BY DAVID FISHER
david@dresdenenterprise.com
Many families suffered great hardship during the Great Depression. However, it was not all doom and gloom. Slightly more-affluent families managed to have the basic necessities, plus a few extras, such as modest Christmas presents for the children.
A Weakley County woman reflects on family life on the farm during the Great Depression.
According to 90-year-old Mary McClain Griffith, her family did fairly well during, what for many, was the hard times of the 1930s Depression Era.
Mrs. Griffith, who was born and raised in Weakley County, says her father, Thomas A. McClain, was a schoolteacher who taught at different schools in the area. Her mother was Elicebeth Roten McClain.
“I was raised in a big family,” Mrs. Griffith said.
“I had a wonderful childhood. I had a good papa and momma and good brothers and sisters,” Mrs. Griffith said. She and her family worked on the family farm. She and her sisters milked cows and sold the milk to Pet Milk Company.
The family raised a garden and row crop with mule-drawn implements, but when her brothers were older, they bought a tractor. They also raised hogs and cattle to provide meat for the family table and to sell at the market.
“By the time I came along, papa bought a car, a Chevrolet,” she said. However, many of the poorer families still traveled by horse and buggy.
“On Christmas, I’d always think what a good meal we were going to have,” she said. “Santa Claus would always bring every one of us children something. Santa Claus would always come during the night and we’d usually have a little brown bag with an orange, an apple and some candy inside.”
“I had four brothers and five sisters. One might get a doll, and another a doll buggy, or doll clothes. When she was older, she and her sisters got clothes for Christmas.
“I had a good mamma and papa.
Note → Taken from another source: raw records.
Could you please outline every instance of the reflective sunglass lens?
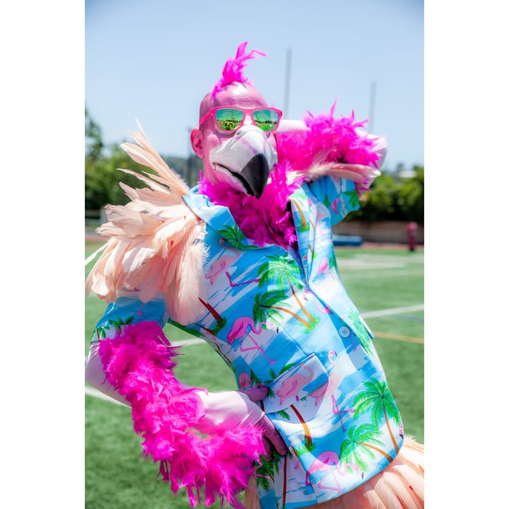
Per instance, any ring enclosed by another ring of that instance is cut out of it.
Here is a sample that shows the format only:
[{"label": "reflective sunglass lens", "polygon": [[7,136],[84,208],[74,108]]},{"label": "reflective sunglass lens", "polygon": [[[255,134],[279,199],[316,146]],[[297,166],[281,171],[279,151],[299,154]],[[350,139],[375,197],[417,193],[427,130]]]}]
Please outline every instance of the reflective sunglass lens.
[{"label": "reflective sunglass lens", "polygon": [[273,110],[257,110],[253,112],[253,119],[262,131],[274,131],[279,122],[279,114]]},{"label": "reflective sunglass lens", "polygon": [[243,112],[235,108],[221,108],[216,112],[216,123],[221,131],[238,129],[243,119]]}]

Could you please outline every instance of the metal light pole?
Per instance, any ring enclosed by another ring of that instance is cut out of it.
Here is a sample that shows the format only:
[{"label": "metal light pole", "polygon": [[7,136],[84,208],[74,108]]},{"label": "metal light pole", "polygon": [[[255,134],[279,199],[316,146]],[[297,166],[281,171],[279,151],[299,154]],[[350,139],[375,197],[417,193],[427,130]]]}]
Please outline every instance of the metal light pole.
[{"label": "metal light pole", "polygon": [[285,95],[284,95],[284,107],[283,108],[283,115],[288,118],[288,103],[290,100],[290,68],[291,66],[291,49],[288,48],[286,50],[286,73],[285,77]]}]

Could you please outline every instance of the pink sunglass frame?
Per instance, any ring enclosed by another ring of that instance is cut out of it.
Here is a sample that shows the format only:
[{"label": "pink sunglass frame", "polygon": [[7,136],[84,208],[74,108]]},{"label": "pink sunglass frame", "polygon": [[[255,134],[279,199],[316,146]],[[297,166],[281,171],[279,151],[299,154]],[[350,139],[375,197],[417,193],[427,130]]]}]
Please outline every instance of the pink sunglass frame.
[{"label": "pink sunglass frame", "polygon": [[[218,111],[218,110],[238,110],[239,111],[241,111],[243,113],[242,119],[240,122],[240,125],[235,129],[222,129],[217,122],[217,119],[216,118],[216,115],[214,115],[214,113]],[[259,107],[256,108],[245,108],[241,107],[240,106],[215,106],[214,107],[211,108],[200,119],[199,122],[198,124],[198,127],[201,127],[203,124],[206,121],[206,119],[209,117],[212,117],[214,120],[214,124],[216,125],[216,128],[223,133],[234,133],[235,131],[238,131],[238,129],[240,129],[244,125],[244,122],[245,121],[246,115],[249,114],[250,117],[251,117],[251,120],[252,121],[253,125],[256,125],[256,122],[255,121],[255,118],[253,117],[253,113],[255,111],[259,111],[259,110],[269,110],[271,112],[275,112],[278,114],[278,122],[276,124],[276,127],[274,127],[272,131],[264,131],[264,132],[274,132],[277,130],[277,128],[279,127],[279,123],[281,121],[281,118],[283,117],[283,112],[281,110],[278,110],[277,108],[271,107],[270,106],[259,106]]]}]

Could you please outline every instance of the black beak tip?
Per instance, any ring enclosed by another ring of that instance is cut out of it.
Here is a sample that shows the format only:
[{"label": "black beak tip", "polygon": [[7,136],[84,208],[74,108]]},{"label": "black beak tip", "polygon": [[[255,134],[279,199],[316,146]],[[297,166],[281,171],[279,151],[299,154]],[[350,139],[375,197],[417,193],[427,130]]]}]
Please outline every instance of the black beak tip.
[{"label": "black beak tip", "polygon": [[269,178],[269,163],[263,154],[257,154],[240,172],[246,192],[259,199]]}]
We all worked and we had plenty to eat.
She says her family had a good Christmas dinner, which included chicken and dressing, and a country ham from her family’s farm.
Mrs. Griffith stated there were so many people in her family, they would always spend Christmas Day at home, and a day or so later, go to her grandma’s house to celebrate Christmas.
She attended Dresden High School, and in her senior year, married Gene Owens from Mayfield, Kentucky. The couple relocated after being married, and she graduated from high school in Cuba, Tennessee. The couple had two children together before her first husband, Gene, died. She later married Jack Griffith.
When asked what she liked best about Christmas, she said, “To live in a land where we can worship the Lord.
“I was brought up a Christian. We had prayer at our house. We thanked God for our food at every meal; and, every night before we went to bed, we thanked the Lord we had a good place to live.
“We said ‘yes sir’ and ‘yes ma’am.’ We had manners, and I’m proud of the way we were brought up.”
Mrs. Griffith says she is too old to stay by herself, so she resides at Weakley County Nursing Home. “I couldn’t be at a better place than where I am today. Everybody’s friendly to me. We have good food to eat and a nice, warm place to sleep.”